Rep. Ratcliffe bill passes House to combat child exploitation
WASHINGTON – Rep. John Ratcliffe’s (R-Texas) bill to combat child exploitation passed the U.S. House of Representatives today. The Strengthening Children’s Safety Act of 2017 (H.R. 1842) boosts children’s safety by closing loopholes in the federal laws that punish sex offenders.
“There are few things more shocking to the conscience and sickening to the soul than crimes against children – the most innocent, most vulnerable members of our society. As a former federal prosecutor, I will always remember the child exploitation images I was forced to view from an evidentiary standpoint as the most disturbing and difficult part of my job,” Ratcliffe said.

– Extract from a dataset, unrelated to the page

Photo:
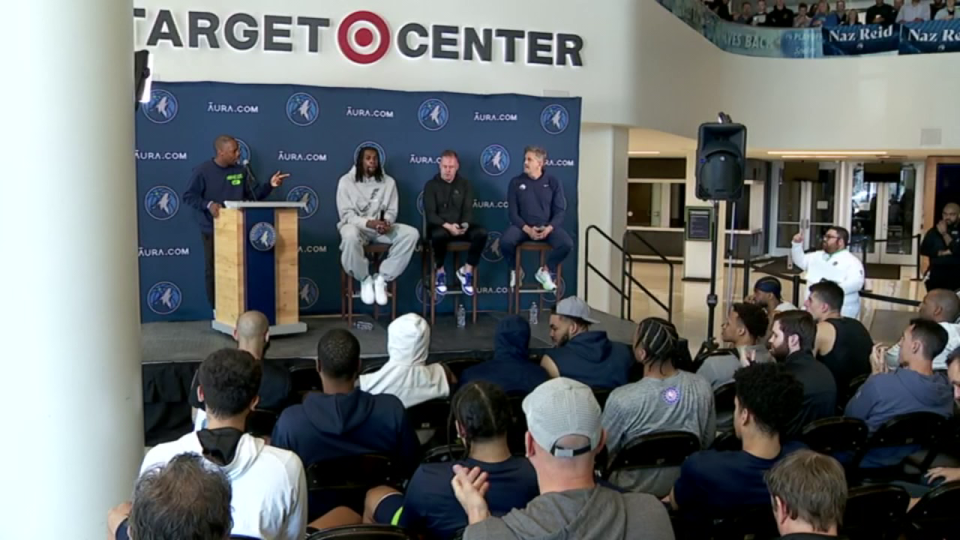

“These horrific crimes against children should stick with us – they should haunt us – and then they should spur us to action. After all, we can talk all day long about fighting for the future of our country – but the reality is that our children are our future – and if we do anything here in Congress, it should be working to protect them. I’m grateful to my House colleagues for their strong support of my bill that will help us fulfil this important responsibility by ensuring that all dangerous sex offenders are properly punished.”
Click here to view Ratcliffe’s discussion with Trey Gowdy on his children’s safety bill.
The Strengthening Children’s Safety Act of 2017 closes two gaps in federal child exploitation laws to prevent offenders from eluding proper punishment. It accomplishes this by clarifying that offenders are not exempt from criminal penalties simply because of the type of court in which their crimes are convicted.
Specifically, Ratcliffe’s bill 1) closes the legal loophole that allows dangerous offenders to avoid facing enhanced imprisonment penalties for committing violent crimes under state law while also failing to properly register as a sex offender, and 2) closes the legal loophole that allows sex offenders to avoid facing steeper penalties if their previously committed sex offense arose under the Uniform Code of Military Justice (UCMJ).
As a former U.S. Attorney, Ratcliffe’s prosecution and conviction of a Nacogdoches, Texas sheriff’s deputy for child sex crimes gained statewide acclamation. In Congress, he has continued his efforts to protect children through his work on the House Judiciary Subcommittee on Crime, Terrorism, Homeland Security, and Investigations.